Frauen gestalten Kirche

Länderbericht

 

Frauen in Uganda

Ins Abseits gestellt und doch führend

Von Roberto Turyamureeba

Uganda verbindet man im besten Fall mit Stephen Kiprotich, dem Olympiasieger im Marathonlauf von 2012. Im schlechtesten Fall ist Uganda ein Synonym für Idi Amin Dada, den grausamen Diktator von 1971 bis 1979. Dennoch ist der Reiz Ugandas in und außerhalb Afrikas bis heute erhalten geblieben. Wegen seiner kulturellen Vielfalt und wunderschönen Landschaft nannte Sir Winston Churchill Uganda »die Perle Afrikas«. Im Jahr 1877 kamen die ersten anglikanischen Missionare an, zwei Jahre später die ersten katholischen Missionare aus Frankreich.
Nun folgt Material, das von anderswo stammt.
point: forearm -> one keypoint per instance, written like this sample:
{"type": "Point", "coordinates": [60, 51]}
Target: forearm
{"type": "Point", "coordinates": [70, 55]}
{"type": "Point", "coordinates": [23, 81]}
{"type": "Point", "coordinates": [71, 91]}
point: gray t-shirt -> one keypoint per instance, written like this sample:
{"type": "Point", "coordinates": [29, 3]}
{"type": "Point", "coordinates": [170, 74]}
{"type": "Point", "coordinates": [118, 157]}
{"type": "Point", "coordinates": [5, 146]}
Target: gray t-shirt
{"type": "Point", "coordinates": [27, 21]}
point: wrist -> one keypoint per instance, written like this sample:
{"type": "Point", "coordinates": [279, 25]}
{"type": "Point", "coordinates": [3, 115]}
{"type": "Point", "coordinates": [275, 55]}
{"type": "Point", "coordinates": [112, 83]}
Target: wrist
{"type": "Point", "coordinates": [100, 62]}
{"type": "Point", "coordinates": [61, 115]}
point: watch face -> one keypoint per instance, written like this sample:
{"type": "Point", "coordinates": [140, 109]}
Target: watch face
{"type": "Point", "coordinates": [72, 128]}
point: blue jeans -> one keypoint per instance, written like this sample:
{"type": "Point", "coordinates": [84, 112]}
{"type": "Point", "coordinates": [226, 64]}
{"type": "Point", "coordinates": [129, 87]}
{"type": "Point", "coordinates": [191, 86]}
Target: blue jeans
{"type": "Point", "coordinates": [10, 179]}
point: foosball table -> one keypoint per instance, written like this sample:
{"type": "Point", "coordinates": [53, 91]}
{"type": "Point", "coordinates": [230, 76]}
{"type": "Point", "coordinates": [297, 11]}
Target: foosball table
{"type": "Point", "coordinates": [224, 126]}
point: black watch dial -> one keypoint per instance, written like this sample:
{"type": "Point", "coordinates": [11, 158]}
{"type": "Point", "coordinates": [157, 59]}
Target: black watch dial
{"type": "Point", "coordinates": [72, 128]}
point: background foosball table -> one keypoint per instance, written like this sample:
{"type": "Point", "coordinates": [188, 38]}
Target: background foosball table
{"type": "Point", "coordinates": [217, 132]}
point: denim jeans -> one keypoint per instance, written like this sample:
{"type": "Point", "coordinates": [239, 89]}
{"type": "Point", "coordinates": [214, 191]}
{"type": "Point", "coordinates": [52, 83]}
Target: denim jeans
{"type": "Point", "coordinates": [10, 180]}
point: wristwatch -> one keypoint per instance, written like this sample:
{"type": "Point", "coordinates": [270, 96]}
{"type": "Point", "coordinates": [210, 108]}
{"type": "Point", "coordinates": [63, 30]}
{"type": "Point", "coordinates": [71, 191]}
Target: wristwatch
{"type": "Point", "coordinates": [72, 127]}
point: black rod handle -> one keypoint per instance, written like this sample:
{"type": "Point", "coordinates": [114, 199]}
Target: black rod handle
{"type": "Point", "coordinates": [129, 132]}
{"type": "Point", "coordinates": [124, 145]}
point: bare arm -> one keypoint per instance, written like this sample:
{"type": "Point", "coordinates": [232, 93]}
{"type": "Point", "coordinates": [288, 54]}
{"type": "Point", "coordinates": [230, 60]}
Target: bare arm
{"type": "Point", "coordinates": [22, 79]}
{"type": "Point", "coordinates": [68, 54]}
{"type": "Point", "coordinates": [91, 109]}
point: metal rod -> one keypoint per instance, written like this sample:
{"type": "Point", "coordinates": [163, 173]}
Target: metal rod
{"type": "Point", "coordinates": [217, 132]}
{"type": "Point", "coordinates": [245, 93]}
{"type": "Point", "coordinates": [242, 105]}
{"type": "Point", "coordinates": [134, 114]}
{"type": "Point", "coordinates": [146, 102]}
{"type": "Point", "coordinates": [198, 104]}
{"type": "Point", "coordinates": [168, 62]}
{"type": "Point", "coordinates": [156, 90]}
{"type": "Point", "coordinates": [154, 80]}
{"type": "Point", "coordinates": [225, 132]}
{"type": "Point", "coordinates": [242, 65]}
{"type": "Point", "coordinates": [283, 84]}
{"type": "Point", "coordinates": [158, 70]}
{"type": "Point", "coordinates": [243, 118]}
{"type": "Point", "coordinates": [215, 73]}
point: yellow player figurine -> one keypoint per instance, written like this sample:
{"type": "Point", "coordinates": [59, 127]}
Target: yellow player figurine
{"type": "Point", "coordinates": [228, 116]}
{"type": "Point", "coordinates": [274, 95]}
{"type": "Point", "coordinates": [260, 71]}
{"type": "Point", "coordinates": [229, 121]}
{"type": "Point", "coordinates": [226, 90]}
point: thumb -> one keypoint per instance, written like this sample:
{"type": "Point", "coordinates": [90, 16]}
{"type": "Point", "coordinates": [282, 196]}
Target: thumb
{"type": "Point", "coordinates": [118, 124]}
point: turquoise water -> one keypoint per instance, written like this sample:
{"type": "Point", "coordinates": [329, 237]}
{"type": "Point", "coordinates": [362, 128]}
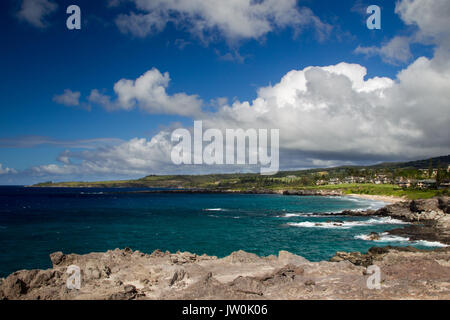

Von 1893 bis 1962 war Uganda ein britisches Protektorat. Wie die meisten afrikanischen Länder ist Uganda ein Beispiel für Rechtspluralismus, indem Gesetzes-, religiöses und Gewohnheitsrecht koexistieren. Frauen unterstehen diesem Gewohnheitsrecht: Sie sind dem Mann untergeordnet. Doch ohne sie gibt es keine Zukunft.

Autor

Roberto Turyamureeba

ist Comboni-Missionar aus Uganda. Er hat Katholische Theologie und Religionspädagogik an der Universität Innsbruck studiert, seit 2013 ist er Referent für missionarische Bildungsarbeit im Referat Weltkirche des Erzbischöflichen Ordinariats Bamberg. Seit 2020 ist er zudem Vizeprovinzial der deutschsprachigen Provinz der Comboni-Missionare.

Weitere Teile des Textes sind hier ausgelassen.